The mayor, in agreeing with the councillor, said Police Commissioner Major General Antony Anderson made pledges to support policing in Manchester recently.

“I will seek to have at least a sit-down with the police hierarchy for the parish. I know that the commissioner of police did visit the parish late last year. I know that he made some commitments in terms of manpower and in terms of vehicles,” said the mayor.

“One of the things is the mobility of the police, that is our greatest problem,” added the mayor.

Councillor Iceval Brown (Jamaica Labour Party, Grove Town Division) said criminals were targeting her area.

“I noticed recently that the Grove Town Division is being targeted by robbers, murderers, and everybody. The last shooting that happened was in Warwick and I am only sorry the superintendent [Shane McCalla] is not here, because what I would like to see is the police having a meeting in some part of those areas,” she said.

“These days, one [a stranger] will walk up and ask for Councillor Brown, ‘Do you know her?’… And without any thinking you say, ‘Yes, this is Councillor Brown,’ and I am the target.
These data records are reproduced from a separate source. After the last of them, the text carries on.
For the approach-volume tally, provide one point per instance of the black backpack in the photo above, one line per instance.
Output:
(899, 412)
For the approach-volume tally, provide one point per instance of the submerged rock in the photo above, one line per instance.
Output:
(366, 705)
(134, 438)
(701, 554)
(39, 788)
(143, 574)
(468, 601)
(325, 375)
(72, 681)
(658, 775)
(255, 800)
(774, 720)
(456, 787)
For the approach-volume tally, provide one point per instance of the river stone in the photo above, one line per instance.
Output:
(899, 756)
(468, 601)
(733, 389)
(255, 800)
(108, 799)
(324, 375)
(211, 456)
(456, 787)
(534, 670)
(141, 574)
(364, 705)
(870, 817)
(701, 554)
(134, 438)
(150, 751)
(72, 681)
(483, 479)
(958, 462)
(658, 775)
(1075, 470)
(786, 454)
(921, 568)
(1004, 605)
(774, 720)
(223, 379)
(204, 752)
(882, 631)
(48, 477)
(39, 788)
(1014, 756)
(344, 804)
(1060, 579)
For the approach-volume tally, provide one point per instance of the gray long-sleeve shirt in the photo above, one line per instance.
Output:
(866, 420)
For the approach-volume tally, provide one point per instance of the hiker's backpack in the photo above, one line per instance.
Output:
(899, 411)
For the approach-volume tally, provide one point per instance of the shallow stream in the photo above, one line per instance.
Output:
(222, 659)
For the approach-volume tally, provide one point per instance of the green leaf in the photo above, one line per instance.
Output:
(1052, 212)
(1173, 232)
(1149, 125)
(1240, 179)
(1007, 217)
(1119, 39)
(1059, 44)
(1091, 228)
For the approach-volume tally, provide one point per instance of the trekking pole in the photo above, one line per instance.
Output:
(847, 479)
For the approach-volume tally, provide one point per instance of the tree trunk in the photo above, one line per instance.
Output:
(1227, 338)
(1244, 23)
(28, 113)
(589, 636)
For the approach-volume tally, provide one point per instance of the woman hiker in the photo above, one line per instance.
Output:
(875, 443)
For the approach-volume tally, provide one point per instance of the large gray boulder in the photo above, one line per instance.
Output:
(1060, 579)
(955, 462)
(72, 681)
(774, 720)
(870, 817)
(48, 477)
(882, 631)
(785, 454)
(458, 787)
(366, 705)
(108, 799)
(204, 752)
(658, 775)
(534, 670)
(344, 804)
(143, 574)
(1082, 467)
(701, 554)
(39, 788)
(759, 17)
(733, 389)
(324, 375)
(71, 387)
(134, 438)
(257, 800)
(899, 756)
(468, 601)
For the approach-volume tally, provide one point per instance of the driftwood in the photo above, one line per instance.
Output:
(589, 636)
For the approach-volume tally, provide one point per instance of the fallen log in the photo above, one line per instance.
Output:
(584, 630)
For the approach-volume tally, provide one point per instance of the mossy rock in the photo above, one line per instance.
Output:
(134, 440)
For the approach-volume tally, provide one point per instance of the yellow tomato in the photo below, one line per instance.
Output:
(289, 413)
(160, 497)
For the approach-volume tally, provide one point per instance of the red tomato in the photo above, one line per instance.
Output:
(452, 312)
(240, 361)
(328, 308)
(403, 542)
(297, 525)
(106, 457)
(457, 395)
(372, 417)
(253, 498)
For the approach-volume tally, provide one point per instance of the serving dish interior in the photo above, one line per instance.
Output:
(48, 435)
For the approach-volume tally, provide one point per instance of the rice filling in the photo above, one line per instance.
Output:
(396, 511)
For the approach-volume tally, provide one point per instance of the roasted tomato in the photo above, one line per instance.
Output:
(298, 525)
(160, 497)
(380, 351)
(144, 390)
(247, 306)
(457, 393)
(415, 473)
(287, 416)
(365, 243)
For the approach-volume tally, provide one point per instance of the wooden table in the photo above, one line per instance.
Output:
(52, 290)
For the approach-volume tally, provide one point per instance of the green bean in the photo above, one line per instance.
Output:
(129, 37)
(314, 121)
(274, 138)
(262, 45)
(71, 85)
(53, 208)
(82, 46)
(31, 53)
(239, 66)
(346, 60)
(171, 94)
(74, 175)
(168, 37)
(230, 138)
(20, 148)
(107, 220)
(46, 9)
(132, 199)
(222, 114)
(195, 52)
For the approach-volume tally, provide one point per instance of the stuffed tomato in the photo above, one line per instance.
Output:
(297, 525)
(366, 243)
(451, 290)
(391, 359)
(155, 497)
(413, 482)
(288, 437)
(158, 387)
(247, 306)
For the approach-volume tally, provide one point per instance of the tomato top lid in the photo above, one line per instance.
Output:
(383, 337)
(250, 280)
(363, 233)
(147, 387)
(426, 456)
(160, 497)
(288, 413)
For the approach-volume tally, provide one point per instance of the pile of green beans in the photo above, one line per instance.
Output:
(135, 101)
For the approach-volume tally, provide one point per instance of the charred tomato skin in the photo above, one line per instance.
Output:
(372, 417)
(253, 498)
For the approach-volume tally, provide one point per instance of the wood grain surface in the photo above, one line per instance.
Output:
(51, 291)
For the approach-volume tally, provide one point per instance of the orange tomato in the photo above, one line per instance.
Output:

So the police need to come in and to educate a lot of us on how to behave, especially when you see strangers,” she added.

Councillor Claudia Morant-Baker (JLP, Porus Division) complained about the mobility issues affecting the police.

“It is a serious concern in the Porus police division, because sitting in the [recent] Christmas tree lighting I heard a terrible sound that night, and when I looked up, it was the police car, the belt squeaking, and I asked, ‘What happened to the SUV that was there?’ They explained to me that it was sent for repair and did not return to the Porus policing division,” she said.

“I am taking this opportunity to request that it be sent back to Porus, because I heard it was repaired. The car that is there is unacceptable; it cannot manage the terrain and when it reaches at the foot of the hill it stalls so how are they going to answer to [matters] at the top of the hill?” she added.

Councillor Jones Oliphant (PNP, Mandeville Division) shared similar sentiments about the mobility issue.

“I hope and I wish that the police vehicles that are parked at repair shops all over the parish, that even 50 per cent of these could come back in operation so that they can help in the security of us,” he said.

“I think there needs to be a coordinated effort between the businesspeople and us as citizens so that we can tackle the scourge that we have,” he added.